When callers can't reach you, voicemail captures their messages so you don't miss anything important. dialnote automatically transcribes voicemails and shows them in your inbox alongside recordings, so you can read or listen and respond fast.
Setting Up Voicemail#
There are two ways to configure voicemail: through the call flow builder and through phone number settings. Most teams use both — the call flow controls when voicemail triggers, and the phone number settings control how it behaves.
Adding Voicemail to a Call Flow#
Voicemail usually sits at the end of a call flow — after ringing your team or playing an IVR menu. If nobody picks up, the call falls through to voicemail.
- Go to Settings → Phone Numbers and select your number
- Open the Call Flow section
- Add a Voicemail action to your flow
The voicemail node has a two-step setup wizard:
Voice Config — Create the greeting callers hear before leaving a message. You can type a message for text-to-speech or upload a custom audio file (MP3 or WAV). If you don't set a greeting, callers hear a default message: "Sorry, no one is available to take your call. Please leave a message after the beep."

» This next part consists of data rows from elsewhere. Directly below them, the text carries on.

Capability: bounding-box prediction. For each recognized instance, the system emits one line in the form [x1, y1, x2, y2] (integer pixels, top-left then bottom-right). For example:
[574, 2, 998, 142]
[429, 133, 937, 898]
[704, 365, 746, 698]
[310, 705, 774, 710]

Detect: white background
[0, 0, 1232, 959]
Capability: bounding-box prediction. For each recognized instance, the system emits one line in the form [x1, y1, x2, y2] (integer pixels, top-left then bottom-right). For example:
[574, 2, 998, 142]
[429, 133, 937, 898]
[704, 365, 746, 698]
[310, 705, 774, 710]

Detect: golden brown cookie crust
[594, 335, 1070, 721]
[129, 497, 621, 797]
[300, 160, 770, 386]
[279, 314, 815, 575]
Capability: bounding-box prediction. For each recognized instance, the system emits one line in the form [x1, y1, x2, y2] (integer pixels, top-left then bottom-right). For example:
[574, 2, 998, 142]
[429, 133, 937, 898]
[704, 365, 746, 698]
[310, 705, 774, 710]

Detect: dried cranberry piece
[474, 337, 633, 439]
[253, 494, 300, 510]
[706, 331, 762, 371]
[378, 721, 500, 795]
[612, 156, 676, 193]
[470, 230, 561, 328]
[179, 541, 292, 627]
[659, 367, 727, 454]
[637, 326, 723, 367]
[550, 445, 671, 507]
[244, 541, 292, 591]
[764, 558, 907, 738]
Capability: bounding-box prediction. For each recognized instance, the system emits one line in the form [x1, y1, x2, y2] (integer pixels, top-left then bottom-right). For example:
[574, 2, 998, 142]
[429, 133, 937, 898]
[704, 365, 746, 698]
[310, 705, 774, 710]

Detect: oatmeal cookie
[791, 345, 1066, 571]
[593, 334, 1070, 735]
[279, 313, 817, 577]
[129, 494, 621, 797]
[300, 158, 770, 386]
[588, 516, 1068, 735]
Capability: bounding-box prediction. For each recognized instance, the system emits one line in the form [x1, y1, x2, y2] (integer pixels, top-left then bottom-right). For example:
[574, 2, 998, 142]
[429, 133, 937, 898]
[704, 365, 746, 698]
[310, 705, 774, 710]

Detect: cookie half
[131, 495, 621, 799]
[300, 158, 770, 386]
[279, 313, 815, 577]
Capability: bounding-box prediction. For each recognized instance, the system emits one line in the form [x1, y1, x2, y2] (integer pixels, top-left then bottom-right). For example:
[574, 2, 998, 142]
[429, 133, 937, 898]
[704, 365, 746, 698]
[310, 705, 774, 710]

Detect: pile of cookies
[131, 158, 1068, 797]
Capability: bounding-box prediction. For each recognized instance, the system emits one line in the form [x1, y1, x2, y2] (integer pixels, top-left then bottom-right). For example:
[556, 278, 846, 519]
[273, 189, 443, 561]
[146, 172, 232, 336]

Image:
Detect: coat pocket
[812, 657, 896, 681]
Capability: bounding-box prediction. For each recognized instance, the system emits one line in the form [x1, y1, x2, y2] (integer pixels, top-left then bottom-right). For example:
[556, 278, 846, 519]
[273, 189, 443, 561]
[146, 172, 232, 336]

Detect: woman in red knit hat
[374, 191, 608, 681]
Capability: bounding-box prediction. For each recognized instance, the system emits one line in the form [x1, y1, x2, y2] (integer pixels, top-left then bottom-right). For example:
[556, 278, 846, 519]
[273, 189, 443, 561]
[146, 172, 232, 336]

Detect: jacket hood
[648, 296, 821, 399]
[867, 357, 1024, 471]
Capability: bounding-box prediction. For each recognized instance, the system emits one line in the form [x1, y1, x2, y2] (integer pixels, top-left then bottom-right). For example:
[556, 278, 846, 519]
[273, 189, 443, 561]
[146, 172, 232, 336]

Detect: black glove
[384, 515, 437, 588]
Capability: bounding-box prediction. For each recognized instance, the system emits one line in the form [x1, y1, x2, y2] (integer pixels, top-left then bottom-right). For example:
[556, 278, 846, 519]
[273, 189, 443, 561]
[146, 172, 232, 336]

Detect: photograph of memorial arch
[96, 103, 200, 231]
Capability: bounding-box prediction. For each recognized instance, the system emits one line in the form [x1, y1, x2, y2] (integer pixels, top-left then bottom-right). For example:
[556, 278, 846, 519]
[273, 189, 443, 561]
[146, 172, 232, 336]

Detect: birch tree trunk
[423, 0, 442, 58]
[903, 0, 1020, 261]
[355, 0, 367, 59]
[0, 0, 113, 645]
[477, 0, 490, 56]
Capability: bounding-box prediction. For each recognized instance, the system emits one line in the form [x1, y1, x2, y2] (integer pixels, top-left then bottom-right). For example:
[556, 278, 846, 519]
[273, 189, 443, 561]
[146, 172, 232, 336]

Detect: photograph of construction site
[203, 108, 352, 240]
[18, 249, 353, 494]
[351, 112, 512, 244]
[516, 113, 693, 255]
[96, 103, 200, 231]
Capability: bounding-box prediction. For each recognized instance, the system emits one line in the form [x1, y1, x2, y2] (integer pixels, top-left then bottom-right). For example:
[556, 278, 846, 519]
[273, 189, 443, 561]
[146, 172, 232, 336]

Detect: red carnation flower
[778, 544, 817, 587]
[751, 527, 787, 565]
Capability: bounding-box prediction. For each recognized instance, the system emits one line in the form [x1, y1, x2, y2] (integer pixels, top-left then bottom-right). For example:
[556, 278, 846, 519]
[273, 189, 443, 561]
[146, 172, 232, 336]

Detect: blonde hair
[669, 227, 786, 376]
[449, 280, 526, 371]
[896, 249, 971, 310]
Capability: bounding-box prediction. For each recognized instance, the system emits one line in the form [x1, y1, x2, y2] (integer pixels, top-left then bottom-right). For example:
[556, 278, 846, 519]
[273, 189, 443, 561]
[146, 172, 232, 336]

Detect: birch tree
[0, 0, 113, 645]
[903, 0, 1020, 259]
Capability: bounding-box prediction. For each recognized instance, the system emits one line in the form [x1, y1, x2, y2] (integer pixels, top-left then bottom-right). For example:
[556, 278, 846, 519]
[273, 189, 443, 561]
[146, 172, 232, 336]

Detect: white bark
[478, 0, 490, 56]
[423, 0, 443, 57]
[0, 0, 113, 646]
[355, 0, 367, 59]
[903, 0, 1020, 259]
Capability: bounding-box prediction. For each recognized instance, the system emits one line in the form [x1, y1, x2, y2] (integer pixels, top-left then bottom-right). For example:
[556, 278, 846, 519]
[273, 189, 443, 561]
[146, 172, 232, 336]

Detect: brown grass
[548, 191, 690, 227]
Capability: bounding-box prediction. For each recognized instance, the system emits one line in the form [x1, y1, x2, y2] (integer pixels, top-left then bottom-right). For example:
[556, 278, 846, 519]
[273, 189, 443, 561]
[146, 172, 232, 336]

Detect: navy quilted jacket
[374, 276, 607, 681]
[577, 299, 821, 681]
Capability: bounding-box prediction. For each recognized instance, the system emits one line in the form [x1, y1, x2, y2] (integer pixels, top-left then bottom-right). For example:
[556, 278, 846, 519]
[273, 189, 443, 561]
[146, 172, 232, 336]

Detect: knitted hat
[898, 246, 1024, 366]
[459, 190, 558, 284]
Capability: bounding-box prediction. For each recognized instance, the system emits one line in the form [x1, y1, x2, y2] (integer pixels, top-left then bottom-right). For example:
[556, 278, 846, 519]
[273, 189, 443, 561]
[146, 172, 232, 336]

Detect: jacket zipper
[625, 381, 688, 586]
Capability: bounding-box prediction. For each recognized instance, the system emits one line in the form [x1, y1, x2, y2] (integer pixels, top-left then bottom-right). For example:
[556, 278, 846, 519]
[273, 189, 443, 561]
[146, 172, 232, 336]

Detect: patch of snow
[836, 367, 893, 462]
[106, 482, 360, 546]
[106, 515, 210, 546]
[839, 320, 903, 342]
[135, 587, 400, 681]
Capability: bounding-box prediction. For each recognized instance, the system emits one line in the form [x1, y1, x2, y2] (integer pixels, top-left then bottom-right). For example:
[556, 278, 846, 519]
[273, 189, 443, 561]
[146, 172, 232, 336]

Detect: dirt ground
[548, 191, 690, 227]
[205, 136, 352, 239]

Recording Settings — Control how the recording works:
- Max recording length — Choose from 30 seconds up to 10 minutes (in 30-second increments). The default is 2 minutes.
- Finish recording key — The key callers press to stop recording early. Options include
#(default),*, or any digit0-9. - Play beep — Toggle the beep sound before recording starts.
Keep greetings short
A 15-20 second greeting is ideal. Callers appreciate brevity, and a concise message reduces abandoned voicemails.
Phone Number Voicemail Settings#
Each phone number also has a dedicated Voicemail section in its settings. These settings apply when calls redirect to voicemail outside the call flow — for example, when no team members are available during a simultaneous ring.
- Enabled — Turn voicemail on or off for this number (off by default)
- Custom greeting — Text-to-speech message or audio URL played before recording
- Max length — Maximum recording duration, up to 10 minutes
- Transcription — Automatically transcribe voicemail recordings to text
Transcription requires AI features
Voicemail transcription uses Twilio's built-in transcription engine. Make sure AI Transcription is enabled in your Call Features settings for transcriptions to appear in your inbox.
Viewing Voicemails#
You can find voicemails in two places: your Inbox and the Voicemails report.
In Your Inbox#
Voicemails appear in your conversation timeline like other call entries. Each voicemail shows:
- The caller's name or number
- Recording duration and timestamp
- An audio player to listen to the message
- Full transcript text (if transcription is enabled)
Click the audio player to listen, or read the transcript below it. Voicemails show up with a distinct icon so you can spot them quickly in your conversation list.
Voicemails Report#
Go to Reports → Voicemails for a dedicated view of all voicemail recordings across your phone numbers. This page shows:
- Total voicemail count and combined duration
- Caller name and number for each voicemail
- Inline audio player for quick playback
- Timestamps with relative time display (e.g., "5m ago")
- Filters by date range and phone number
You can also load more voicemails with pagination if you have a high volume.
Auto-Replies for Voicemails#
You can send automatic text responses when callers leave voicemails. This is great for letting people know you got their message and will call back.
- Go to your phone number's Auto-Replies section
- Find Missed call with voicemail
- Enable the auto-reply and write your message
The SMS goes out right after the voicemail recording ends.
SMS capability required
Auto-replies need SMS to be enabled on your phone number. Check that your number supports SMS in the phone number capabilities section.
Best Practices#
Include your business name in greetings — Callers want to know they've reached the right place. Mention your company name and set expectations for a callback.
Keep recordings reasonable — 2-3 minutes is plenty for most voicemails. Longer recordings rarely contain more useful information and take longer to review.
Turn on transcription — Reading a transcript is faster than listening to audio, especially when you're triaging a busy inbox. You can scan the text and prioritize callbacks.
Set up auto-replies — A quick "Got your message, we'll call you back shortly" text goes a long way. It reassures callers that their voicemail didn't vanish into the void.
Review daily — Voicemails from new leads or urgent customer issues need timely responses. Don't let them pile up.